Detrás de la catedral, entre un bullicio de gente que viene y va, está el mercado. Una nave cerrada de pasillos estrechos, con centros de flores y comidas, con remedios y ropas, con un altarcito de la Virgen de Guadalupe en el medio. Hay muchos puestos de estatuillas religiosas. Algunas son más altas de un metro, y la mayor parte son de una figura que desconcierta más que asusta, una calavera vestida con túnica, con una bola del mundo y una guadaña: la Santa Muerte.

Comemos en La Nueva Central, un local enorme en plena calle 16 de Septiembre. Hay muchas camareras sirviendo, y la mayoría de bastante edad. El lugar está lleno hasta los topes, sobre todo de familias con niños. Muchos hombres están sentados comiendo con el sombrero tejano. Entre el ruido de las conversaciones se cuela también el del espectáculo de la calle. Hay tanto colorido y tanta jovialidad en el ambiente, que parece mentira que estemos en una de las ciudades más violentas del mundo. Comemos unas excelentes enchiladas suizas, y me alivio del picante con sorbos rápidos de limonada con agua mineral.

Siguiendo la calle está el Museo de la Revolución. Ciudad Juárez fue varias veces sede de gobiernos provisionales de México. En esta ciudad se refugió dos veces el gobierno de Benito Juárez cuando la invasión francesa. También desde aquí tomó el poder Francisco Madero, cuando la Revolución consiguió echar al dictador Porfirio Díaz en 1911. Pancho Villa y su gente se movieron entre Ciudad Juárez y El Paso por aquellos días. El museo exhibe muchos objetos personales y fotografías de los protagonistas de la Revolución, que fue uno de los primeros hechos históricos a los que acudieron fotógrafos profesionales de todos los países, para contarla al mundo casi en directo.

A la vuelta, El Paso parece más aburrido, con menos color. No hay ni por asomo la vitalidad del otro lado, en sus calles ordenadas y rectas, en la limpieza de su centro urbano.
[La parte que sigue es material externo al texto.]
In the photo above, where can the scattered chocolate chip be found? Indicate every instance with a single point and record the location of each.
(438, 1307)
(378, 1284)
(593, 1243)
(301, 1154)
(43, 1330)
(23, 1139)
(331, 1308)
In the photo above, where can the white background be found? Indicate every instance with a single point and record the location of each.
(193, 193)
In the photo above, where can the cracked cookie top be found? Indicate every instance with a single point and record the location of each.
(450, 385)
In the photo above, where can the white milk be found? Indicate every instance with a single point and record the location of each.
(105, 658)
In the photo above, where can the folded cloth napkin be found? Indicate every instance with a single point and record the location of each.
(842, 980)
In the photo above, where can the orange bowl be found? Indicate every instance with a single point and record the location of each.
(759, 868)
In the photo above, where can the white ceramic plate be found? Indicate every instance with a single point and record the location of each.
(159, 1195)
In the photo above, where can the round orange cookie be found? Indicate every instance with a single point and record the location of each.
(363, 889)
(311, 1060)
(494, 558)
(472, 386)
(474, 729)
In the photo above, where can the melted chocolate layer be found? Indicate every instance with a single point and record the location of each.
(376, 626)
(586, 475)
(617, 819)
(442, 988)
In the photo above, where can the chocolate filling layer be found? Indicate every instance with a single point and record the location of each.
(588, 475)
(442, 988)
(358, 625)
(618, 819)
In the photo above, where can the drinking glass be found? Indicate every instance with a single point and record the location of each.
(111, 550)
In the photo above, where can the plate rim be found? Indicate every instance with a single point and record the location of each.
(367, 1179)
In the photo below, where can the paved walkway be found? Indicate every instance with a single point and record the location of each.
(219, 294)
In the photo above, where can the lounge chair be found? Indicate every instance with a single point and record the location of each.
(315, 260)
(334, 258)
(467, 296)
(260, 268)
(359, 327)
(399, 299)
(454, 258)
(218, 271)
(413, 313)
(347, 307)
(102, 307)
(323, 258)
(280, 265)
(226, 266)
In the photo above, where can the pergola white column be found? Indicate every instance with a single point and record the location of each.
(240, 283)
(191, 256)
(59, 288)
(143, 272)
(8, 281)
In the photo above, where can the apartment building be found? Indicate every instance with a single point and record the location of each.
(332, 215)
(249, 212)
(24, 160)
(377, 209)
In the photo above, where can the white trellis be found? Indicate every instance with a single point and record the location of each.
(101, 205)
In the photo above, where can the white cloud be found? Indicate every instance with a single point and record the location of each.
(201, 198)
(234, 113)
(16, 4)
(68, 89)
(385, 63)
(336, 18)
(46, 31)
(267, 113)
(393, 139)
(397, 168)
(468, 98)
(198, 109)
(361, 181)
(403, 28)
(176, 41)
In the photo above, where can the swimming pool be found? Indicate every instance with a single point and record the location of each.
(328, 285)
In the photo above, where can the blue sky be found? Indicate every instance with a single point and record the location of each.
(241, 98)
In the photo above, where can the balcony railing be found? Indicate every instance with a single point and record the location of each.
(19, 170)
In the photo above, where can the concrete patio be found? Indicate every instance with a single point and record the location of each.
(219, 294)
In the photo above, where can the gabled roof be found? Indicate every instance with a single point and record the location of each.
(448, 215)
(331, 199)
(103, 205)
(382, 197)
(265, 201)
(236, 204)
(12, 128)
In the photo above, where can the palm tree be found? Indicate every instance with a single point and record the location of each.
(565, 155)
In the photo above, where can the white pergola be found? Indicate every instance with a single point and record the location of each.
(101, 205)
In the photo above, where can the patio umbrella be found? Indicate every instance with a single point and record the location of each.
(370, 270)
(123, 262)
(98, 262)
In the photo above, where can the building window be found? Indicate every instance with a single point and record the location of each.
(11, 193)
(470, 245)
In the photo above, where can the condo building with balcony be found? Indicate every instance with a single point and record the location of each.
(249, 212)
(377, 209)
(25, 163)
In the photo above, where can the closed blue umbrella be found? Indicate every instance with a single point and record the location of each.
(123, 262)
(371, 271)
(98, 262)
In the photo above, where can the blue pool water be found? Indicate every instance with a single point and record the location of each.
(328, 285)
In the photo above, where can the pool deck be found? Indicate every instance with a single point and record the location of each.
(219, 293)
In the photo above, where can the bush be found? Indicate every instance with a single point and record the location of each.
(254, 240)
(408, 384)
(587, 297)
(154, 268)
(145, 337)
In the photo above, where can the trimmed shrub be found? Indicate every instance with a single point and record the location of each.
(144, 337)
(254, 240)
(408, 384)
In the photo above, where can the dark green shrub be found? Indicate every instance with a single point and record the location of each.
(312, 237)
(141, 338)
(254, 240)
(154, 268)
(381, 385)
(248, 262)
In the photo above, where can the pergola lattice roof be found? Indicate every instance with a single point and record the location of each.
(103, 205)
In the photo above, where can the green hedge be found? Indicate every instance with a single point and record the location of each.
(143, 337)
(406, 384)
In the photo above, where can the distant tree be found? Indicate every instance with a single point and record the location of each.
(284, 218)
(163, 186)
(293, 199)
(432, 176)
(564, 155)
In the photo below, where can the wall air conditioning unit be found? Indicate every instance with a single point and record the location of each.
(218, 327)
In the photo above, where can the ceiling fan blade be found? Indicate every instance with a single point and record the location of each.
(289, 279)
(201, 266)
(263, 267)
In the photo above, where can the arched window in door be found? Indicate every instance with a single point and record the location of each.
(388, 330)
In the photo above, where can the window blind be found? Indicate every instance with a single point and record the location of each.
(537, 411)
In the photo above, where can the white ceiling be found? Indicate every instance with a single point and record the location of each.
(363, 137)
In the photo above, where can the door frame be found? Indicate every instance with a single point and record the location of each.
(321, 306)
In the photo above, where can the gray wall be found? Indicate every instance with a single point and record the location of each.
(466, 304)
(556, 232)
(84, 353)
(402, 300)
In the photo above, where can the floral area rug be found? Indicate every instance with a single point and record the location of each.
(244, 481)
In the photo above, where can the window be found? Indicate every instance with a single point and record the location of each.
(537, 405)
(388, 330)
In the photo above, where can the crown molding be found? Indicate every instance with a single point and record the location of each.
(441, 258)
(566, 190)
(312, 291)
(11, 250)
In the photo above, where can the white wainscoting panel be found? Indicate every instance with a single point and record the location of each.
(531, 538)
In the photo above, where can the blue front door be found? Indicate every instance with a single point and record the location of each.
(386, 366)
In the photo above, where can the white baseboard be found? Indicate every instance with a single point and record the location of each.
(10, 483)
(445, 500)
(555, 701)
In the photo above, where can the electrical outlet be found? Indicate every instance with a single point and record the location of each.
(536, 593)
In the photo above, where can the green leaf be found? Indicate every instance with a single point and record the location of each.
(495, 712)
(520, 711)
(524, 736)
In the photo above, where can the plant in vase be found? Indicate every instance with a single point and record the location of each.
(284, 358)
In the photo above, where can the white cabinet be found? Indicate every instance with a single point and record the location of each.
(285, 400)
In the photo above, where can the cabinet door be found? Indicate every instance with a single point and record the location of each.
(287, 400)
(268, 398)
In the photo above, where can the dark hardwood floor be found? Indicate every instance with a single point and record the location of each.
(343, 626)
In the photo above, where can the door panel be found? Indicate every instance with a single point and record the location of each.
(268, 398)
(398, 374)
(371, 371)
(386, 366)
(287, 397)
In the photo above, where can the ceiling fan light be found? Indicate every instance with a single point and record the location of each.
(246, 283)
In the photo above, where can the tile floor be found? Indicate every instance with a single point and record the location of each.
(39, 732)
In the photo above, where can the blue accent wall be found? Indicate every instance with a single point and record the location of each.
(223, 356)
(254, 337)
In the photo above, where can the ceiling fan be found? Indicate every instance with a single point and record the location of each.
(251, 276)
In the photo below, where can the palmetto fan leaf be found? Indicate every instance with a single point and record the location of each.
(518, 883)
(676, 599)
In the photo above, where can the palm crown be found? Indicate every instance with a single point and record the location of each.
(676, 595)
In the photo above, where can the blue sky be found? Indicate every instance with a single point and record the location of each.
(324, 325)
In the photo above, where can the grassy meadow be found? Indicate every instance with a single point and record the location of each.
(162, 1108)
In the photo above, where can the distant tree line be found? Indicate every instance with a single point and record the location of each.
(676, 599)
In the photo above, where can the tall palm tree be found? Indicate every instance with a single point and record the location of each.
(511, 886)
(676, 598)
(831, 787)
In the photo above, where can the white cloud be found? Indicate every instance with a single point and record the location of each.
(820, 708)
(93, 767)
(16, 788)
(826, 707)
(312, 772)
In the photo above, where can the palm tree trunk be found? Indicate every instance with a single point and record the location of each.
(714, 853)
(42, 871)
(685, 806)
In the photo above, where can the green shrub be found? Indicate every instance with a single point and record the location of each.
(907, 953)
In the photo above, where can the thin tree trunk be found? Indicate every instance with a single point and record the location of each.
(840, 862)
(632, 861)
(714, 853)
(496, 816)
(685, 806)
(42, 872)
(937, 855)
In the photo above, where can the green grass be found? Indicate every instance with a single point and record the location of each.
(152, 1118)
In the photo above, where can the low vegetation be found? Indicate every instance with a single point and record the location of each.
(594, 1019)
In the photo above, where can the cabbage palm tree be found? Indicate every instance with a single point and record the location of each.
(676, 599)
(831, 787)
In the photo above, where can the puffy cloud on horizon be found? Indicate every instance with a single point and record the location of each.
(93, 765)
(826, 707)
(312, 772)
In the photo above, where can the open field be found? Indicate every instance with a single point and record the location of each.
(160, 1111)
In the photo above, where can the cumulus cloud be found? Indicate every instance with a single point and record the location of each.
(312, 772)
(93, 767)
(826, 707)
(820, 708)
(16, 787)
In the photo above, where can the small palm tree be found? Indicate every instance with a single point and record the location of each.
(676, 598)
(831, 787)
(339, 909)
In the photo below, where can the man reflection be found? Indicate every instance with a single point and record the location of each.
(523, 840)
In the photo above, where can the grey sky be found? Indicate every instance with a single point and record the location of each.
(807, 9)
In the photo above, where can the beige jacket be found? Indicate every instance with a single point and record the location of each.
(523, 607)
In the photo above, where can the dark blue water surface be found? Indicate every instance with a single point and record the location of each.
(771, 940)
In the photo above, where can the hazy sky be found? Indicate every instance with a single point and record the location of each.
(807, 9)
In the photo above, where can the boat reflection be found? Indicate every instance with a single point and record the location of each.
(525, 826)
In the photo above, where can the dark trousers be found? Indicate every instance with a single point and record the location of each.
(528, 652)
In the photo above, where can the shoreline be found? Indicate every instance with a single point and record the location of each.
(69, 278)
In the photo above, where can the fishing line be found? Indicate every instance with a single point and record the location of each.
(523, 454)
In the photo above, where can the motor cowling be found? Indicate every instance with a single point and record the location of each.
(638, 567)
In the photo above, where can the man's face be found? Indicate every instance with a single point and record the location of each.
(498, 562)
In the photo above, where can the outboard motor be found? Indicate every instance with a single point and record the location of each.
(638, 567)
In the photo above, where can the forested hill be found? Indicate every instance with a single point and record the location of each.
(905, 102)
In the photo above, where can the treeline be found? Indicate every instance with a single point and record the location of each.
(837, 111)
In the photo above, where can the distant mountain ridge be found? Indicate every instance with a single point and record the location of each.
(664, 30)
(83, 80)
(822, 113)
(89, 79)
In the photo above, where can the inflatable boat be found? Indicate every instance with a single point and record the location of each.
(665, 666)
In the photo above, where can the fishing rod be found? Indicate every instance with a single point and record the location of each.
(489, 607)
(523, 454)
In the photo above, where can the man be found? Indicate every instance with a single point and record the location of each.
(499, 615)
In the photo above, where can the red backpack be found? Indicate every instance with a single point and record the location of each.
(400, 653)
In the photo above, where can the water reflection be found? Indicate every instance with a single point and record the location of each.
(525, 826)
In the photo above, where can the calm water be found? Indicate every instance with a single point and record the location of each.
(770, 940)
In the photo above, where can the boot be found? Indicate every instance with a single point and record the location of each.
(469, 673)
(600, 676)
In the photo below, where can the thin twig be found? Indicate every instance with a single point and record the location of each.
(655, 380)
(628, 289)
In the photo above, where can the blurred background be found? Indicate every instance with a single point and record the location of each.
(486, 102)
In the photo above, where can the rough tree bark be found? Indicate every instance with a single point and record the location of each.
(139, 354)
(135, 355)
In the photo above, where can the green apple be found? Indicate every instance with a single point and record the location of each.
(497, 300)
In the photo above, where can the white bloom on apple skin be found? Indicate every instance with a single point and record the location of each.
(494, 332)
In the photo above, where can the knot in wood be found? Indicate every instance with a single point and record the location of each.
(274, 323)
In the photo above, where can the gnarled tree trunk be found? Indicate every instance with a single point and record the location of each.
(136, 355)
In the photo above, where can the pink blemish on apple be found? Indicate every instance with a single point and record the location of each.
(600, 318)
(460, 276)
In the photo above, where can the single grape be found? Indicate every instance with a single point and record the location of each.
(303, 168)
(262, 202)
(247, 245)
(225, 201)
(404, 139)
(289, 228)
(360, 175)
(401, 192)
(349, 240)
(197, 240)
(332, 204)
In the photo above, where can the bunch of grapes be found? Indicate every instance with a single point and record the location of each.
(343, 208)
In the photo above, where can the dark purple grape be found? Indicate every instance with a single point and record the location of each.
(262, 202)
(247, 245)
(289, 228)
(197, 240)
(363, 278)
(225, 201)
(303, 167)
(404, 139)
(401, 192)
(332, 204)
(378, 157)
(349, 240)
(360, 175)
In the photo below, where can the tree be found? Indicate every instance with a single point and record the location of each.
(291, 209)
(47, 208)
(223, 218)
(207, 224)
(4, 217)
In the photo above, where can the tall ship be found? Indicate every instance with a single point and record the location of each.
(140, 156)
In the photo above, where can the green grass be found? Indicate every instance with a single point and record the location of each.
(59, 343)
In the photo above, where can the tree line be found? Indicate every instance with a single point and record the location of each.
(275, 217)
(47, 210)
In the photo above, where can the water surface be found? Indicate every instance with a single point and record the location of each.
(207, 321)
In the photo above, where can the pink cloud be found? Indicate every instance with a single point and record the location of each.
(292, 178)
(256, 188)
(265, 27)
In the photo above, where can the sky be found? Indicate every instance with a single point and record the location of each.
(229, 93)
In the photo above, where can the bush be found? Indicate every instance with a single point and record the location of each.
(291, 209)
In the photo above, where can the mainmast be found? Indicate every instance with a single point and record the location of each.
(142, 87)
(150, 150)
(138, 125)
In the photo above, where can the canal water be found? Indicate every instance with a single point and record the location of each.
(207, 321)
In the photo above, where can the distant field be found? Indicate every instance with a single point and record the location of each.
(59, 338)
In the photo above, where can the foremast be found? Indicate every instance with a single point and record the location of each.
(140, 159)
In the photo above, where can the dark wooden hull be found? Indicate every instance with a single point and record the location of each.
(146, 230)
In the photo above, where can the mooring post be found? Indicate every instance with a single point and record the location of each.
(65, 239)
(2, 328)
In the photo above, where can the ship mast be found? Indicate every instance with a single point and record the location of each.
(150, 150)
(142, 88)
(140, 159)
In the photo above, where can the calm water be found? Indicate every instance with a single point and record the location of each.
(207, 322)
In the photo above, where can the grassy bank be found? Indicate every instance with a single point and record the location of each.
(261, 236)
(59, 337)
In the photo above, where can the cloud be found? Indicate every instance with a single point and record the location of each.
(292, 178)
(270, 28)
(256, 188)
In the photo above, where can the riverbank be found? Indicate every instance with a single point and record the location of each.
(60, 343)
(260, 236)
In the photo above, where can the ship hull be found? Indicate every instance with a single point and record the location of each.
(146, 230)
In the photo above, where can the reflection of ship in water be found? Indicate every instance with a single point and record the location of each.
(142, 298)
En la terraza del hotel Índigo, junto al rumor de la fuente, vemos un hermoso y cálido atardecer. A la altura del tercer gin tonic Hendrick's, la conversación en un inglés demasiado rápido deriva en los recelos de muchos demócratas hacia Hillary Clinton, y las románticas aspiraciones de Bernie Sanders. A este lado se piensa en otras cosas, y Juárez se va diluyendo en la memoria a la misma velocidad que el hielo.